Il y a quelque chose de très moderne et d'écolo dans cette pensée: au lieu de créer des objets d'art beaux mais inutiles, les artistes devraient surtout créer des objets utiles et beaux! Ainsi, notre vie se trouverait à la fois embellie et facilitée!
Dans cet esprit, un accessoire qui reste toujours dans le placard ou sur son étagère, c'est un objet qui n'existe pas car il ne nous rend jamais service. Pareillement, un thé qu'on garde indéfiniment dans une jarre ou un sachet, c'est un thé qui n'existe pas pour nous! La beauté d'un accessoire ou d'un thé est affaire d'expérience, de sensations et de souvenirs.
Et c'est cela qui est sympa avec un Oolong torréfié traditionnel: on peut le déguster sur de nombreuses années et suivre son évolution. Le thé devient un compagnon vivant avec lequel on va jouer pour obtenir des arômes raffinés! Ici, j'ai préparé une Beauté Orientale de Hsin Chu d'automne 2010. Cet Oolong commence à développer des senteurs un peu boisées et âgées en plus de ses notes fruitées et mielleuses.

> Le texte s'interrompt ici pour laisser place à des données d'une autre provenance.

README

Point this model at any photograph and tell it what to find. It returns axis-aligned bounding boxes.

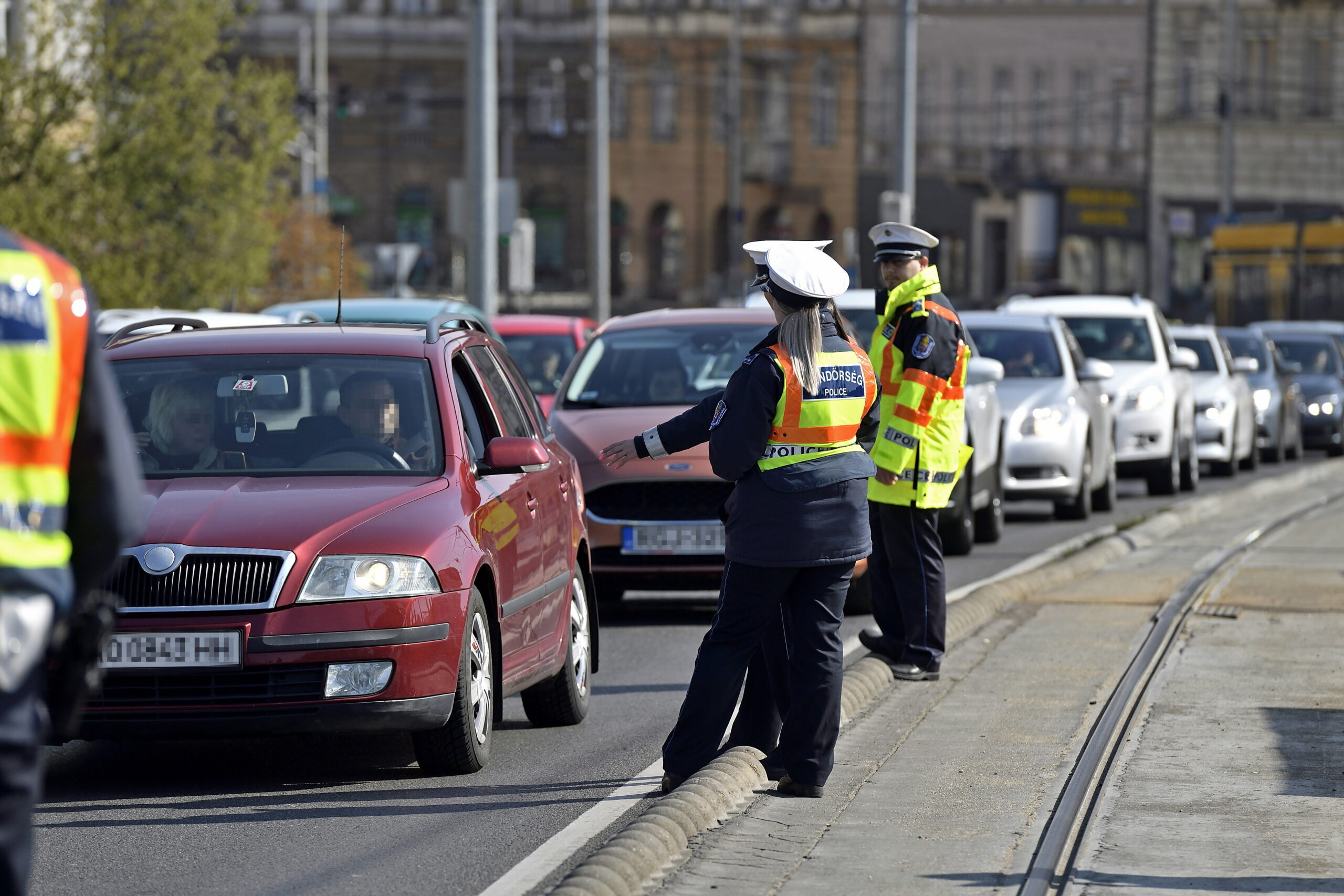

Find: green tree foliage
[0,0,297,308]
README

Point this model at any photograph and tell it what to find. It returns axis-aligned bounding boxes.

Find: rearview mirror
[1078,357,1116,383]
[481,435,551,473]
[967,357,1004,385]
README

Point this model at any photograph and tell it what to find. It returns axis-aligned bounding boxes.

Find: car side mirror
[481,435,551,473]
[1172,348,1199,371]
[967,357,1004,385]
[1078,357,1116,383]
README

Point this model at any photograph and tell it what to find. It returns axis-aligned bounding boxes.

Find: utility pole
[1217,0,1236,222]
[313,0,331,214]
[589,0,612,322]
[466,0,500,317]
[723,0,743,298]
[891,0,919,224]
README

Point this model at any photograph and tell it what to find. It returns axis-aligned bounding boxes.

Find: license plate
[98,631,242,669]
[621,523,723,553]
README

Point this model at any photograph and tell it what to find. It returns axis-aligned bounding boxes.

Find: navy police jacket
[634,310,880,567]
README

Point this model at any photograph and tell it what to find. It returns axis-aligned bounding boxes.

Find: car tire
[1180,445,1199,492]
[1055,445,1091,520]
[1093,451,1119,512]
[938,469,976,556]
[1148,437,1181,494]
[974,466,1004,544]
[521,570,593,728]
[411,587,496,776]
[844,567,872,617]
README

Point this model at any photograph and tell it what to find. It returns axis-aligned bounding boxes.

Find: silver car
[961,312,1116,520]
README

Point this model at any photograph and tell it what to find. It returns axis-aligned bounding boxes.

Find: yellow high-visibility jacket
[868,265,970,508]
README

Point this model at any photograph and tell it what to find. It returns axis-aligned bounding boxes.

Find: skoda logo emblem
[145,544,177,572]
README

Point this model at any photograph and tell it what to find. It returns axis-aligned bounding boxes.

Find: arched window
[649,203,686,301]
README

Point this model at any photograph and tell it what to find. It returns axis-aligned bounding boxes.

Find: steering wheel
[304,438,411,470]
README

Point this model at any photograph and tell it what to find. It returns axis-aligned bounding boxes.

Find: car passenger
[136,379,223,473]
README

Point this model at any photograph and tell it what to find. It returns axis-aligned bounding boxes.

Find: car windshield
[114,355,444,478]
[1274,337,1339,373]
[563,324,770,407]
[502,333,578,395]
[1176,336,1217,373]
[1065,317,1157,361]
[1223,331,1269,371]
[972,326,1065,377]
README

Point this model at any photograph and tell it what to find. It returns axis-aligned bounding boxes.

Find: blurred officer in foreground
[859,223,970,681]
[602,245,878,797]
[0,228,140,894]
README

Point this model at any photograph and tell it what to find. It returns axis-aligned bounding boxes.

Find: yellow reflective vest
[0,228,89,570]
[868,265,970,508]
[757,341,878,470]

J'ai récemment appris que les Oolongs Beautés Orientales sont souvent au menu des diners d'inauguration des présidents de la République de Chine (= Taiwan). Ces diners officiels sont l'occasion pour le président entrant de montrer son attachement au terroir de Formose en utilisant les produits locaux. Or, si l'on choisit plutôt la Beauté Orientale qu'un Dong Ding ou un Gao Shan, c'est surtout car ce thé fortement oxydé a des arômes généreux, et qu'avec sa torréfaction, il a une bonne longueur en bouche. Le tout permet de réaliser de jolis mariages entre mets et thé.

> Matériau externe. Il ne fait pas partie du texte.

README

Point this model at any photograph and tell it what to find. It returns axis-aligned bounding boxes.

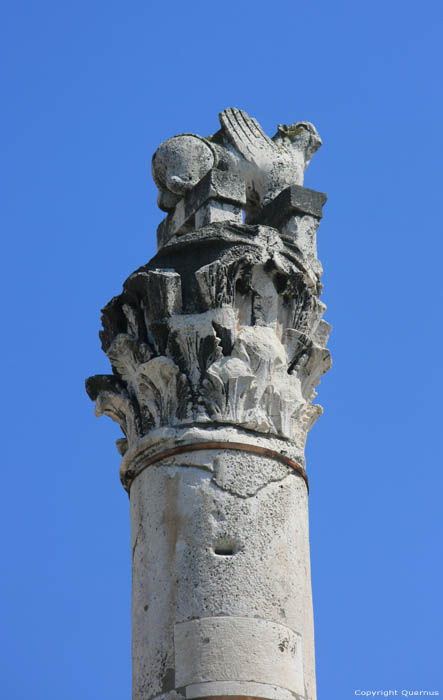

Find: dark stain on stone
[162,668,175,693]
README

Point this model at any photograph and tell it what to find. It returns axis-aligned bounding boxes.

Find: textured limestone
[152,108,324,246]
[87,109,330,700]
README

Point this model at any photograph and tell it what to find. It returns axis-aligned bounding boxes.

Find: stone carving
[87,109,330,700]
[152,108,322,245]
[87,223,330,476]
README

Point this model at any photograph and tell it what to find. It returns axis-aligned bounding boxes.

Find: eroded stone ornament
[87,109,330,700]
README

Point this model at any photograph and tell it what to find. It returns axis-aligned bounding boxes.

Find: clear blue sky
[0,0,443,700]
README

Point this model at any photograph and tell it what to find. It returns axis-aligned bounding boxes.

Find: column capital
[87,219,330,486]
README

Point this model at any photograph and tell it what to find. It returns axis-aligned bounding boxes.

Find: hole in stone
[214,538,237,557]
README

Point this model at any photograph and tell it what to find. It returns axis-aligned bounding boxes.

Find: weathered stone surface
[87,109,330,700]
[152,108,326,241]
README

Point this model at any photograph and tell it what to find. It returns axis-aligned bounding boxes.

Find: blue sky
[0,0,443,700]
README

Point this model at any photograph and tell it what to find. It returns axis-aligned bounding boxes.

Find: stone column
[87,108,330,700]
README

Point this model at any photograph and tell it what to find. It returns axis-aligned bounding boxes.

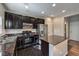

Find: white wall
[70,20,79,41]
[45,17,64,36]
[0,3,5,28]
[45,18,53,36]
[53,17,64,36]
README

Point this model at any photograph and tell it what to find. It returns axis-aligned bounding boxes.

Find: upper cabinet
[4,12,22,29]
[4,12,44,29]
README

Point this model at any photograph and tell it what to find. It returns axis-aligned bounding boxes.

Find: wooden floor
[67,40,79,56]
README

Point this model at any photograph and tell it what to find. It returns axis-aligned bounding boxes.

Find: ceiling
[4,3,79,18]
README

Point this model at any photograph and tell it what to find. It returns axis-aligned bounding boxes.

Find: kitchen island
[0,34,68,56]
[41,35,68,56]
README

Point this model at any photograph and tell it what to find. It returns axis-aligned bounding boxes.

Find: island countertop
[41,35,66,45]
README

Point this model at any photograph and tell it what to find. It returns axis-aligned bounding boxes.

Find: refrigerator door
[38,24,48,40]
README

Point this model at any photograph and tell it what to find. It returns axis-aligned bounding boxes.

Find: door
[70,21,79,41]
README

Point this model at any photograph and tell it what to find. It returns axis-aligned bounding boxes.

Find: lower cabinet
[41,40,49,56]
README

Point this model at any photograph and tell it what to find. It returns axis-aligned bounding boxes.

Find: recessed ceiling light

Pouvoir utiliser un thé lors d'un Chaxi et lors des repas ajoute à son utilité, et donc, comme dirait Yanagi, à sa beauté! Et si en plus on le prépare un tant soit peu avec de bons accessoires et des couleurs harmonieuses, c'est le bonheur! Un gaiwan facile à manipuler est alors un excellent exemple de beauté fonctionnelle.
Juin est la saison phare pour la récolte des Beautés Orientales. Mais leur production va se prolonger tout l'été, car elle requiert une torréfaction attentive pour les parachever et bien les affiner. Il n'est pas nécessaire de se précipiter sur les nouvelles feuilles quand celles de 2010 sont si bonnes! La vraie beauté est pérenne. Elle ne connait pas les modes.

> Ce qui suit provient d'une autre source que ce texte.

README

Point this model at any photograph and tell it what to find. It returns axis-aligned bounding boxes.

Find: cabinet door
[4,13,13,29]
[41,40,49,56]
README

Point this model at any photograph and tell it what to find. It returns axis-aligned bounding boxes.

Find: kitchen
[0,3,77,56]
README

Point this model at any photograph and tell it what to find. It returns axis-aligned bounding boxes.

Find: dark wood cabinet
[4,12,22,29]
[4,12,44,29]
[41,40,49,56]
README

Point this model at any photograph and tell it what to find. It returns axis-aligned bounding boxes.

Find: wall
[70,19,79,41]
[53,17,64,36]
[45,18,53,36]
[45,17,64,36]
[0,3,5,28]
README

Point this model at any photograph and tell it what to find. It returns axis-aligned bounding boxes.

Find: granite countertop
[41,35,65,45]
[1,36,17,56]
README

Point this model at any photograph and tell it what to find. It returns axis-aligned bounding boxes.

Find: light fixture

La beauté du thé dépasse sa dimension esthétique. La reflexion de Soetsu Yanagi nous entraine à des niveaux bien plus profonds et pour chaque objet du Chaxi on peut à la fois se poser la question de sa beauté, de son utilité et de sa relation avec les autres accessoires. Le tout est-il harmonieux? A-t-on fait honneur au thé et à la vie? La beauté de cet instant ne nous est-elle pas aussi utile pour nous donner envie de vivre?